Not only that, but she’s in a hot, dirty cave, it’s the year 3102, and everyone keeps calling her Goddess. When Andra went into a cryonic sleep for a trip across the galaxy, she expected to wake up in a hundred years, not a thousand. Worst of all, the rest of the colonists—including her family and friends—are dead. They died centuries ago, and for some reason, their descendants think Andra’s a deity. She knows she’s nothing special, but she’ll play along if it means she can figure out why she was left in stasis and how to get back to Earth.
Zhade, the exiled bastard prince of Eerensed, has other plans.
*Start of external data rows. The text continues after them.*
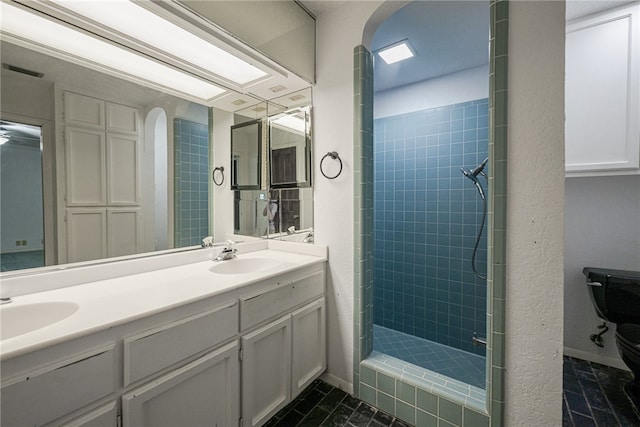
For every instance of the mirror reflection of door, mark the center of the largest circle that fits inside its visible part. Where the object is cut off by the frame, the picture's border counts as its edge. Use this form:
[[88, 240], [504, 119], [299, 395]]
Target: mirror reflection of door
[[21, 196], [284, 169]]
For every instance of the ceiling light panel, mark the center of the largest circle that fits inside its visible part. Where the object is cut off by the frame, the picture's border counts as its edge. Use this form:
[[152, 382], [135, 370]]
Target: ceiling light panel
[[396, 52], [145, 26], [85, 49]]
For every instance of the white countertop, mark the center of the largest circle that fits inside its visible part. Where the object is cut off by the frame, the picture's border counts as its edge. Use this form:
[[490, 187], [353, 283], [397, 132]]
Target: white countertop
[[107, 303]]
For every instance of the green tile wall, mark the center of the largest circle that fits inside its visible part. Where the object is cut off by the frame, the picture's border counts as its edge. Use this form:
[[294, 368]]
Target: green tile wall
[[386, 384]]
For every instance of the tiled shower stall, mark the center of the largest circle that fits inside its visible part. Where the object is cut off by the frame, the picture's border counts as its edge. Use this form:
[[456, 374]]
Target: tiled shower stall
[[427, 215]]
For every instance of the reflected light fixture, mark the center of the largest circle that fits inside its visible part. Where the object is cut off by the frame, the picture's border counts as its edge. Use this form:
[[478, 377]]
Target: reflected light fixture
[[293, 122], [142, 24], [53, 37], [396, 52]]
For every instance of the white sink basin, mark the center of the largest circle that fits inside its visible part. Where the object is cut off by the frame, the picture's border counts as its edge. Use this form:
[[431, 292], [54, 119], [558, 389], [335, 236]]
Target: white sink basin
[[20, 319], [244, 265]]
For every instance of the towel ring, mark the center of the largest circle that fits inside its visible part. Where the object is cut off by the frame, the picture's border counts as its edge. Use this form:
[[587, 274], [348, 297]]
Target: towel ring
[[334, 155], [213, 175]]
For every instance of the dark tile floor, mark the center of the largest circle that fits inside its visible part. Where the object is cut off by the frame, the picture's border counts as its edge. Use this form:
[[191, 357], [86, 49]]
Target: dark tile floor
[[323, 405], [457, 364], [594, 396]]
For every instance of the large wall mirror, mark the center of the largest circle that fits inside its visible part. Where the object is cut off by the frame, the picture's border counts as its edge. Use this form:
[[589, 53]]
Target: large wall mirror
[[99, 163], [246, 155]]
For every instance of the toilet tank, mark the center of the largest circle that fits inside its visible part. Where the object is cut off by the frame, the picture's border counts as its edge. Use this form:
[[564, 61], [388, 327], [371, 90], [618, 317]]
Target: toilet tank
[[615, 294]]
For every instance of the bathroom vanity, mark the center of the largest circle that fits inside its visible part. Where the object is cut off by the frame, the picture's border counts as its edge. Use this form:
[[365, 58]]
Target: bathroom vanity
[[203, 343]]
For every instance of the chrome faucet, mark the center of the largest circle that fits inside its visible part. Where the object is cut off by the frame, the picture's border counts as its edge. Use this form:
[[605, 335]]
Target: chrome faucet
[[229, 251]]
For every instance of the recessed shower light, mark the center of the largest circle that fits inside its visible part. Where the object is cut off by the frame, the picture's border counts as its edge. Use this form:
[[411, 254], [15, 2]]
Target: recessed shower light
[[396, 52]]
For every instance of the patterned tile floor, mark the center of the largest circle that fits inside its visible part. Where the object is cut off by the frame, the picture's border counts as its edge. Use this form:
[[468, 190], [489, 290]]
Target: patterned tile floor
[[594, 396], [21, 260], [323, 405], [457, 364]]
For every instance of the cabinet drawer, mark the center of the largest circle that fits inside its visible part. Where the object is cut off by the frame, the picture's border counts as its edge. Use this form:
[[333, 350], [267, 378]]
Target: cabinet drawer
[[104, 416], [159, 348], [285, 297], [42, 395]]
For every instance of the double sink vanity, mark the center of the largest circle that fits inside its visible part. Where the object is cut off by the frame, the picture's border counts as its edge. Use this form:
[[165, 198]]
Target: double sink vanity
[[174, 339]]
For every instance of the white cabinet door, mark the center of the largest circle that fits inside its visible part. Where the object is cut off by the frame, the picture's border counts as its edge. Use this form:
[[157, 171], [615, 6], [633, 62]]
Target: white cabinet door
[[602, 133], [202, 393], [308, 345], [124, 231], [85, 167], [84, 111], [266, 371], [86, 234], [123, 169], [122, 119]]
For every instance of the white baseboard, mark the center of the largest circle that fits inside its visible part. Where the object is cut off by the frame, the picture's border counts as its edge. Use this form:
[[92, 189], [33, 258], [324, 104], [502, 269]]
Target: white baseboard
[[614, 362], [337, 382]]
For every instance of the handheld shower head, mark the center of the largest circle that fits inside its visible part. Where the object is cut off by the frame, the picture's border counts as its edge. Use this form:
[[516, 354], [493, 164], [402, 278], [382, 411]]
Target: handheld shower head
[[478, 169], [473, 173]]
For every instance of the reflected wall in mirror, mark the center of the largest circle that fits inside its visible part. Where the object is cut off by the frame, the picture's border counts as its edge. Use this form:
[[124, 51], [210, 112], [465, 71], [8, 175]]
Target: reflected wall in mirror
[[286, 214], [123, 157], [246, 155]]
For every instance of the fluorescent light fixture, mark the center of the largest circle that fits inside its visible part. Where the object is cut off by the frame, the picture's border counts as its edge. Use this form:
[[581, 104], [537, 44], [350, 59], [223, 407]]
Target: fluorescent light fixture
[[293, 122], [141, 24], [90, 50], [396, 52]]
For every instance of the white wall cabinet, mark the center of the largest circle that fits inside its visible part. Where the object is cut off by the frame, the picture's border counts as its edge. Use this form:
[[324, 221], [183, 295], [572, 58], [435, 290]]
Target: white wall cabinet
[[102, 169], [602, 94]]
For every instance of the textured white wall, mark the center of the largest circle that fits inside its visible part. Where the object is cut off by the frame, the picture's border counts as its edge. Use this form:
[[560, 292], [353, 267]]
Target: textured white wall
[[338, 32], [463, 86], [601, 230], [535, 214]]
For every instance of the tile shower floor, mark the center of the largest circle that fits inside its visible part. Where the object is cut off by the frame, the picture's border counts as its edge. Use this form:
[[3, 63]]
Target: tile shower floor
[[20, 260], [457, 364], [322, 405]]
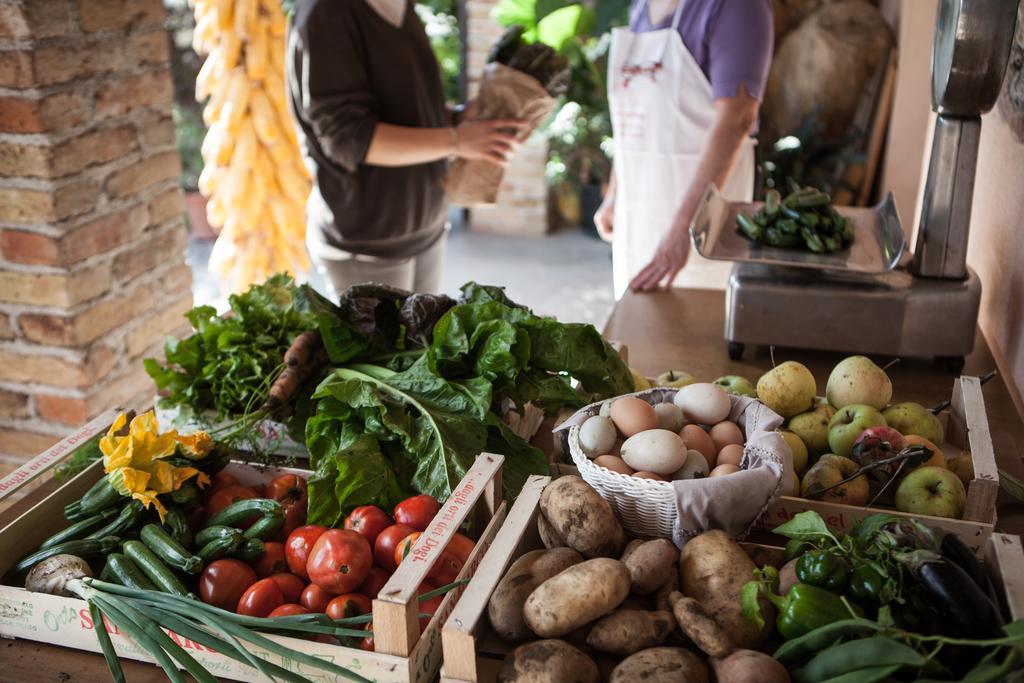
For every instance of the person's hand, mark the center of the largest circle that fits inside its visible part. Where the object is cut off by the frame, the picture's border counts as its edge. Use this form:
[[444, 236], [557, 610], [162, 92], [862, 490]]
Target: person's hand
[[669, 260], [604, 218], [493, 140]]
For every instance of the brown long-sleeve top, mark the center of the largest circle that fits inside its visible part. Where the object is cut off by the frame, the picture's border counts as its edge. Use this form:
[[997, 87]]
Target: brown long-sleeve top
[[347, 70]]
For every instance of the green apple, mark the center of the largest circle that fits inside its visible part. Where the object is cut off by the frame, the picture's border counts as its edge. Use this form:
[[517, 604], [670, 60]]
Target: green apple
[[737, 385], [674, 379], [799, 451], [847, 424], [910, 418], [787, 388], [858, 380], [932, 491], [812, 428]]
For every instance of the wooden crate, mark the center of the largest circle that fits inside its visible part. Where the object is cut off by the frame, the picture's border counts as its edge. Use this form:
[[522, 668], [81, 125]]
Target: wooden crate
[[402, 653], [473, 653], [967, 428]]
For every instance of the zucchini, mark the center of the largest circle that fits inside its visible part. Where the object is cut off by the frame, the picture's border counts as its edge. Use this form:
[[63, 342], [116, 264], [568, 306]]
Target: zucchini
[[155, 569], [220, 547], [79, 528], [265, 527], [177, 526], [97, 499], [130, 515], [213, 532], [170, 551], [250, 550], [126, 572], [84, 548], [240, 511]]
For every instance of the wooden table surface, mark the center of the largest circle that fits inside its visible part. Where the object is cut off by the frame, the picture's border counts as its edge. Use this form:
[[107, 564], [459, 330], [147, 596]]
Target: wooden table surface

Four years ago, the sleeping Goddess’s glass coffin disappeared from the palace, and Zhade devoted himself to finding it. Now he’s hoping the Goddess will be the key to taking his rightful place on the throne—if he can get her to play her part, that is. Because if his people realize she doesn’t actually have the power to save their dying planet, they’ll kill her.
With a vicious monarch on the throne and a city tearing apart at the seams, Zhade and Andra might never be able to unlock the mystery of her fate, let alone find a way to unseat the king, especially since Zhade hasn’t exactly been forthcoming with Andra. And a thousand years from home, is there any way of knowing that Earth is better than the planet she’s woken to?
I don’t normally buy hardcovers (because they’re not that common in Austrlia, and they’re much more expensive than paperbacks), but I was buying a present for my husband from an online shop and that shop was literally the only place I could find this book.
I’m happy to report that it’s incredibly beautiful in person.
No wonder hardcovers are so popular on Bookstagram.